In 1967, Livio is among the founders of Consorzio del Brunello di Montalcino. In 1968, Livio built a terracotta wall in his cellar, to keep the old vintages of the wines produced by his family. Today, this collection counts over 1000 bottles, among which stands out the 'grandmother' of the current production, a bottle dated 1915!
In 1999 The Sassetti family purchased a property in the Tuscan Maremma, La Querciolina. within the DOC Montecucco. Thanks to their passion and experience, untended fields turned into vineyards able to produce Sangiovese and Ciliegiolo of great quality.
Today, both wineries are managed by Lorenzo Sassetti, Livio's son, who is focused in continuing his family's winemaking tradition.
Among Italy's elite red grape varieties, Sangiovese has the perfect intersection of bright red fruit and savory earthiness and is responsible for the best red wines of Tuscany. While it is best known as the chief component of Chianti, it is also the main grape in Vino Nobile di Montepulciano and reaches the height of its power and intensity in the complex, long-lived Brunello di Montalcino.
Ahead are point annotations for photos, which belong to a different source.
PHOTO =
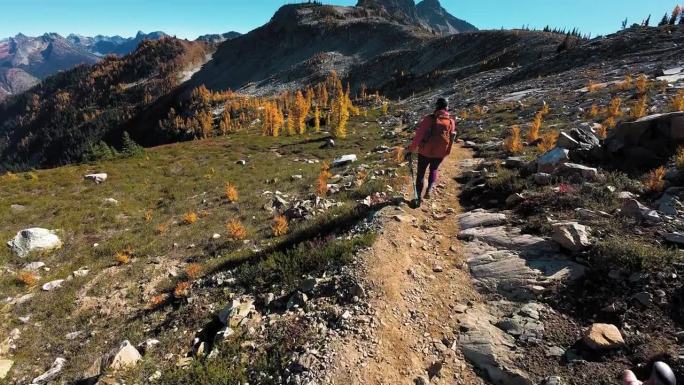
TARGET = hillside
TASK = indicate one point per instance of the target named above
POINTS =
(60, 120)
(25, 61)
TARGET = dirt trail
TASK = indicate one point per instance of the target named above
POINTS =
(418, 283)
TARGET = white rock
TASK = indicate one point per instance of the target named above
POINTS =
(52, 373)
(52, 285)
(34, 239)
(97, 178)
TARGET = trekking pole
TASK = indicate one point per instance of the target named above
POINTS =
(416, 199)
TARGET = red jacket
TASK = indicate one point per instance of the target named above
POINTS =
(433, 136)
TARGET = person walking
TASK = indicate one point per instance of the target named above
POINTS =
(434, 138)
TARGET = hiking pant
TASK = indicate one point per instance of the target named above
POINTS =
(423, 163)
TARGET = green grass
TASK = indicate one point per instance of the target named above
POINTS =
(155, 189)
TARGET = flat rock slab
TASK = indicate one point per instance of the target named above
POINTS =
(489, 348)
(507, 273)
(480, 218)
(511, 239)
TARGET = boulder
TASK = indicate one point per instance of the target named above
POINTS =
(577, 170)
(125, 356)
(236, 311)
(480, 218)
(51, 373)
(52, 285)
(97, 178)
(549, 161)
(34, 239)
(542, 179)
(633, 209)
(571, 236)
(603, 337)
(344, 160)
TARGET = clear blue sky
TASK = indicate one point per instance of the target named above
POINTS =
(190, 18)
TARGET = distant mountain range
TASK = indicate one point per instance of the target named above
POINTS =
(26, 60)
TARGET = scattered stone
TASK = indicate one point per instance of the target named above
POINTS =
(34, 239)
(110, 201)
(124, 356)
(571, 236)
(547, 163)
(542, 179)
(97, 178)
(344, 160)
(34, 266)
(52, 285)
(236, 311)
(644, 298)
(603, 337)
(632, 208)
(480, 218)
(298, 300)
(52, 373)
(5, 367)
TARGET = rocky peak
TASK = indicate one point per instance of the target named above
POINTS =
(393, 7)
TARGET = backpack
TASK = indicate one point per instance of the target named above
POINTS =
(438, 140)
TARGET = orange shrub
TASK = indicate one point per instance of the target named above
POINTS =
(640, 107)
(655, 180)
(190, 218)
(513, 143)
(27, 278)
(236, 230)
(231, 193)
(280, 226)
(182, 289)
(548, 141)
(122, 258)
(533, 134)
(193, 270)
(592, 86)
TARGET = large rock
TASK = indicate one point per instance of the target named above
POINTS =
(51, 373)
(603, 337)
(548, 162)
(480, 218)
(633, 209)
(34, 239)
(490, 349)
(125, 356)
(574, 170)
(236, 311)
(647, 142)
(511, 239)
(571, 236)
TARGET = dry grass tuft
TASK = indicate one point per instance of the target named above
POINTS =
(193, 270)
(231, 193)
(190, 218)
(122, 258)
(236, 230)
(548, 141)
(182, 289)
(655, 180)
(677, 102)
(28, 278)
(280, 226)
(513, 143)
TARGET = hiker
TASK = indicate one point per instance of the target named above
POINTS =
(661, 375)
(435, 135)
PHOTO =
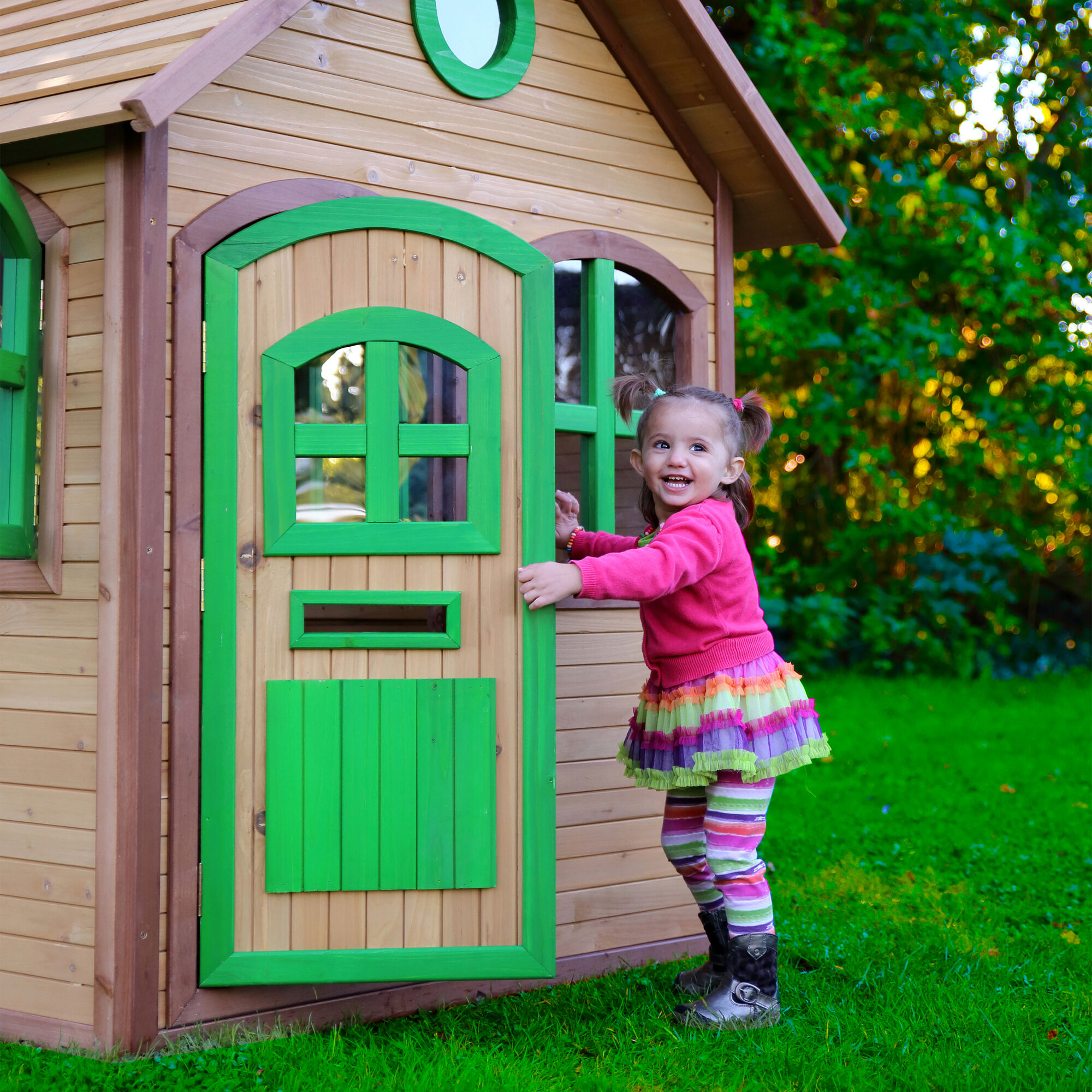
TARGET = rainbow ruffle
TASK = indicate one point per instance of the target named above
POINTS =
(754, 718)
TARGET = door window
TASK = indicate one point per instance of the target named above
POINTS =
(386, 445)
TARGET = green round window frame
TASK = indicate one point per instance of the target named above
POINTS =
(516, 43)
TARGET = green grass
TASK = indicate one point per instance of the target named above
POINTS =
(942, 944)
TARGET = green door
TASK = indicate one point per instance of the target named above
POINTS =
(378, 780)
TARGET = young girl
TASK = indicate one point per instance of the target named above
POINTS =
(722, 714)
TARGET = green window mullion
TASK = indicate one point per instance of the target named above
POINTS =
(597, 357)
(434, 441)
(571, 419)
(338, 441)
(382, 413)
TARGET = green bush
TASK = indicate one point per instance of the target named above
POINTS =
(924, 502)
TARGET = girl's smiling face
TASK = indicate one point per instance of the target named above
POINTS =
(685, 459)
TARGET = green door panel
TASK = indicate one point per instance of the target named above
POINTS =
(381, 785)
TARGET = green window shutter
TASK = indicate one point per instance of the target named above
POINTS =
(381, 785)
(20, 370)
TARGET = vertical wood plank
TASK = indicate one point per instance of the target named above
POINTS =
(436, 784)
(461, 305)
(247, 441)
(323, 797)
(386, 909)
(284, 805)
(398, 778)
(349, 910)
(424, 909)
(360, 788)
(311, 911)
(476, 784)
(274, 311)
(501, 608)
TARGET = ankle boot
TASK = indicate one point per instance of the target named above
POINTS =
(704, 980)
(747, 996)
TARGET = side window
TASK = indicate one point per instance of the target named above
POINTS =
(20, 375)
(382, 435)
(609, 322)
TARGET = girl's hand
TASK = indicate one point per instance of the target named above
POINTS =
(567, 518)
(549, 583)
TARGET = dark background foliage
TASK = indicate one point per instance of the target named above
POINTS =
(924, 503)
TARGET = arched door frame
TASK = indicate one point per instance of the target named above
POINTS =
(692, 326)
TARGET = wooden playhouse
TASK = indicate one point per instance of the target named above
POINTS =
(319, 306)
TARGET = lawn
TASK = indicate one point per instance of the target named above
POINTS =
(931, 892)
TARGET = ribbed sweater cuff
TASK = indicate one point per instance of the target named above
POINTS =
(731, 652)
(591, 589)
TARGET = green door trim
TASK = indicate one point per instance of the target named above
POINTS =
(220, 965)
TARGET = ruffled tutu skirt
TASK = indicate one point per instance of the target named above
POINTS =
(754, 718)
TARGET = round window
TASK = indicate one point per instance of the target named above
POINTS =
(479, 48)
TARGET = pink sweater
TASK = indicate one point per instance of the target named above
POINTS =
(696, 583)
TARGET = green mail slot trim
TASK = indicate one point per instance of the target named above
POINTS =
(381, 785)
(413, 621)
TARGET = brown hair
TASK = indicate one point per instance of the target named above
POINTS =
(745, 431)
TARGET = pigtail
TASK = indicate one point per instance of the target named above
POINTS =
(742, 497)
(755, 429)
(626, 390)
(755, 422)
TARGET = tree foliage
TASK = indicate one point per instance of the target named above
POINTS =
(925, 501)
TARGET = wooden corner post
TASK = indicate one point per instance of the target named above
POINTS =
(132, 604)
(725, 263)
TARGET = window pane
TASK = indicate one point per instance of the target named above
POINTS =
(432, 389)
(567, 333)
(330, 388)
(645, 329)
(434, 490)
(330, 491)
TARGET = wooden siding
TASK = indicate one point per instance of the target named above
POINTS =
(614, 884)
(50, 657)
(572, 147)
Somm Secret—Sangiovese doubles under the alias, Nielluccio, on the French island of Corsica where it produces distinctly floral and refreshing reds and rosés.
Famous for its bold, layered and long-lived red, Brunello di Montalcino, the town of Montalcino is about 70 miles south of Florence, and has a warmer and drier climate than that of its neighbor, Chianti. The Sangiovese grape is king here, as it is in Chianti, but Montalcino has its own clone called Brunello.
The Brunello vineyards of Montalcino blanket the rolling hills surrounding the village and fan out at various elevations, creating the potential for Brunello wines expressing different styles. From the valleys, where deeper deposits of clay are found, come wines typically bolder, more concentrated and rich in opulent black fruit. The hillside vineyards produce wines more concentrated in red fruits and floral aromas; these sites reach up to over 1,600 feet and have shallow soils of rocks and shale.
Brunello di Montalcino by law must be aged a minimum of four years, including two years in barrel before realease and once released, typically needs more time in bottle for its drinking potential to be fully reached. The good news is that Montalcino makes a “baby brother” version. The wines called Rosso di Montalcino are often made from younger vines, aged for about a year before release, offer extraordinary values and are ready to drink young.